Wraca po 17 latach. Niebawem będzie w okolicy Ziemi
Sonda NASA STEREO-A przekroczy 12 sierpnia linię Ziemia-Słońce. Będzie to jej pierwszy przelot przez tę umowną linię od początku trwającej już 17 lat misji, podczas której STEREO-A coraz bardziej oddalała się i oddalała od naszej planety, by w końcu na nią powrócić.

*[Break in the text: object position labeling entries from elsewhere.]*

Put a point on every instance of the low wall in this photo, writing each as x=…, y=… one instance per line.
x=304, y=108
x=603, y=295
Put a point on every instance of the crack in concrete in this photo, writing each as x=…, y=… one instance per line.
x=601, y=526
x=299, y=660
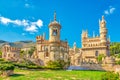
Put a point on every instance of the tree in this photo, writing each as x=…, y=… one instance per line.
x=114, y=48
x=31, y=51
x=22, y=53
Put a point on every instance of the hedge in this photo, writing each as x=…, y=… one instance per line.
x=4, y=67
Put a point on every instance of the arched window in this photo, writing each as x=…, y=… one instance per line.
x=54, y=32
x=96, y=53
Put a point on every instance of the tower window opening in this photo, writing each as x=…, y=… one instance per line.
x=54, y=32
x=96, y=53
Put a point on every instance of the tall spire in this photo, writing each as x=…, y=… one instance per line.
x=103, y=18
x=55, y=16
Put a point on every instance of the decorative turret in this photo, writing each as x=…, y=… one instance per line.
x=54, y=30
x=103, y=30
x=84, y=34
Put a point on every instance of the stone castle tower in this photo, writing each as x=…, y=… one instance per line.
x=92, y=47
x=54, y=31
x=54, y=48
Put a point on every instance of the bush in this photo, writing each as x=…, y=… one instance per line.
x=1, y=59
x=34, y=67
x=110, y=76
x=4, y=67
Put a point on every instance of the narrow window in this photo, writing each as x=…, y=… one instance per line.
x=96, y=53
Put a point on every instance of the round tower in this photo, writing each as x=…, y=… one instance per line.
x=54, y=30
x=103, y=30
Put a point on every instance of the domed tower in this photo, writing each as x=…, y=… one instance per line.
x=103, y=30
x=54, y=30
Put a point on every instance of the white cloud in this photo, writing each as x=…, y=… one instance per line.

11.08.2023 | aktual.: 09.10.2023 13:20
Zalogowani mogą więcej
Możesz zapisać ten artykuł na później. Znajdziesz go potem na swoim koncie użytkownika
Bliźniacze sondy naukowe STEREO A i B zostały wysłane w kosmos 26 października 2006 roku po wielu wcześniejszych problemach ze startem. Ich celem jest badanie koronalnych wyrzutów masy na Słońcu, badania wiatru słonecznego oraz danie nam innej niż ziemska perspektywy na różne zjawiska słoneczne. Wedle założeń misja miała trwać dwa lata, lecz jak często to bywa w wyjątkowo udanych projektach kosmicznych, posłużyła światu naukowemu dużo dłużej, bo właśnie mija 17 rok jej służby.
Powrót po 17 latach
Zgodnie z założeniami sondy STEREO miały oddalić się od naszej planety w dwóch różnych kierunkach, aby dać nam lepszy pogląd na Słońce, lecz pozostając dalej na orbicie bezpośrednio bliskiej tej, po której krąży nasza planeta. Sonda STEREO-A miała wyprzedzić naszą planetę, oddalając się od niej w tym samym kierunku, w którym ona sama krąży (A od angielskiego ahead - wyprzedzający), z kolei sonda STEREO-B miała na swojej orbicie zwolnić aby pozostawać za naszą planetą ( B od angielskiego behind - zostać w tyle). Okres obiegu A wokół naszej gwiazdy to 344 dni, podczas gdy B obiega ją w 389 dni.
Dalsza część artykułu pod materiałem wideo
Patrząc z perspektywy Słońca każdego roku kąt pomiędzy sondą A i B zwiększał się o 45 stopni. Misja STEREO-B dobiegła końca w 2014 roku, kiedy kontrola naziemna straciła kontakt z sondą po planowanym resecie. Jednak STEREO-A kontynuowała swoją podróż, by w końcu (używając nomenklatury sportów żużlowych) zdublować nas w wyścigu wokół naszej gwiazdy.
Wspaniała okazja do badań
Powrót STEREO-A daje naukowcom okazję do zadawnia pytań, które nie były dostępne przy innym ustawieniu sondy. Mają na to jednak ledwie kilka tygodni, zanim STEREO-A znów oddali się, by kontynuować pracę. Podczas przelotu z pewnością wykonane zostanie też stereoskopowe zdjęcie (jak powyżej), aby dać nam widok na Słońce w 3D.
Naukowcy przeprowadzą też wiele niezbędnych pomiarów, identyfikując aktywne regiony Słońca, złożone magnetycznie obszary występowania plam słonecznych i zweryfikują teorię mówiącą, że pętle koronalne (gigantyczne łuki materii słonecznej widoczne często na zdjęciach Słońca w zbliżeniu) nie są tym, czym się wydają. Według niektórych naukowców mogą to w rzeczywistości być po prostu złudzenia optyczne, co powinno dać się zweryfikować patrząc na nie z różnych punktów widzenia jednocześnie.